The roving camera filming the outside realms of Tehran, picturing life and light doses of chaos, disavow the ordered simplicity of life in the car (the most poignant comparison might by Rossellini’s Voyage to Italy, which relies heavily on similar stylistic contrast to elucidate different imaginative realms both within the car and between the car and the outside world). Even still, Kiarostami’s style is all his own, relying less on the pointed instability of a shaken camera than the quiet hum of a more open framing, where the fragmented frames of the characters in the car buckle under the sweeping vision of more universal, society-encompassing shots of the outside world. Kiarostami, for one, is less invested in the outsider realm of people – De Sica’s world – than the interaction of people and space (more like Tati, although comparing Kiarostami to Tati too seems woefully arbitrary considering the opposite status of their visions of people and space). Kiarostami’s camera hones in on the dust of Tehran and discovers something extraterrestrial about it. Call it something the characters miss in their more insular interests, perhaps avoiding or destroying the world in the process.

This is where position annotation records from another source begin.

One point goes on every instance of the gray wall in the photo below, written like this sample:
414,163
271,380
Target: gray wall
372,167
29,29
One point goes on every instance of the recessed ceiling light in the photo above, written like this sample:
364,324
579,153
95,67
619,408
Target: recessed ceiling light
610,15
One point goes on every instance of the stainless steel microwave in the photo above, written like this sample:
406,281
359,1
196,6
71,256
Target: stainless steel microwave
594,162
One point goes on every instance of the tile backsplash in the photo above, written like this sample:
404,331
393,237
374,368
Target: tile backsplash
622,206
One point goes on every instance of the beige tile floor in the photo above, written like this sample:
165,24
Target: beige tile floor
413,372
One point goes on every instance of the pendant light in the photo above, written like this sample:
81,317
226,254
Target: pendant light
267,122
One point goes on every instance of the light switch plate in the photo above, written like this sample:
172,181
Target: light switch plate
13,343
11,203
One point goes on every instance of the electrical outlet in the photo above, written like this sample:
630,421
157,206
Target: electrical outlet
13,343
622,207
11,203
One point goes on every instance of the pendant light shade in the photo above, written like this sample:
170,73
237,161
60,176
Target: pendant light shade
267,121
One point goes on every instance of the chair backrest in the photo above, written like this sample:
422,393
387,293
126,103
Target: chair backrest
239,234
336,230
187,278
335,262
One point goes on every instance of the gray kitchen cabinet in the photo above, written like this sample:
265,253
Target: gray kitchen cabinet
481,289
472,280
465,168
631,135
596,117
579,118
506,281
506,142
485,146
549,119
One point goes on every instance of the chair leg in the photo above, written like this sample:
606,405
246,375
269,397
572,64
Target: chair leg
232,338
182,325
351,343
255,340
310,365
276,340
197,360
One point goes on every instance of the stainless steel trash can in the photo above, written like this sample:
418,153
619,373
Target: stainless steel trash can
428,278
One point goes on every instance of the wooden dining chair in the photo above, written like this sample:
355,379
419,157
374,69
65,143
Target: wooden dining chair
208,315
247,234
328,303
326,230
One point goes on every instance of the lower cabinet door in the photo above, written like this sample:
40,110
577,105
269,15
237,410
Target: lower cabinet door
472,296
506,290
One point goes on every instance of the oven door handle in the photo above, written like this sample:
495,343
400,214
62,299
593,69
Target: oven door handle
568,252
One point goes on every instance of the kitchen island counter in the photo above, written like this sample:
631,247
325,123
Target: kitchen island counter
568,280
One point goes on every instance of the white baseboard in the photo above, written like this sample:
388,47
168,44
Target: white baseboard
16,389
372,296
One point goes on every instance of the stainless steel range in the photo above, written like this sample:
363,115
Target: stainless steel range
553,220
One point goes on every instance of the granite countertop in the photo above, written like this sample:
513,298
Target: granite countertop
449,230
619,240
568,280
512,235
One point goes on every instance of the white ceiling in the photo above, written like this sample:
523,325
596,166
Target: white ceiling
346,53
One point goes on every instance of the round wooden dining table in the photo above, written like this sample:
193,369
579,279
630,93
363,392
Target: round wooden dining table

Still, there’s undeniable empathy in Kiarostami’s vision (so Antonioni isn’t the right mark either) of humans connecting with one another, however temporarily, through the simple desire to learn a little more about another person, a position that Kiarostami tacitly invokes for us when we are essentially positioned in the alternating perspectives of Badii and his passengers in the car. Our perceptions, our fallible glimpses of the other person in the car, become intertwined with the characters’ quest for meaning and connection. We learn as the characters learn. Kiarostami’s vision of life, in this way, is perceptual and durational rather than double-slaughtered and obvious; his conception of existence is temporal and liquid rather than static and predestined. People are in the process of making themselves through their interactions, rather than having been molded out of clay prior to the beginning of the film. Do not mistake this for an easy arc, however – Kiarostami’s film rejects the notion that prepackaged arcs can be appended to life. Instead, he recalibrates the notion of change and rising-falling action so that one’s self never occupies any one state at any one time. Volatility is siphoned from placidity.
Even the finale, an emancipatory vision of life beyond the narrative frame of the film, subverts and reorients expectations. A simple aesthetic shift, devastatingly inspiring in light of the aesthetic simplicity of the film preceding it, is all we need to remind us of the power of cinema as a mediator for life itself. Many have called the ending “detached” or “distancing” in the way it severs the reality of the film narrative from us by showing Kiarostami mid-filming. The conclusion’s real identity is a cosmic suggestion that the cinema encircles us all, a rapturous reminder that life is given meaning by art.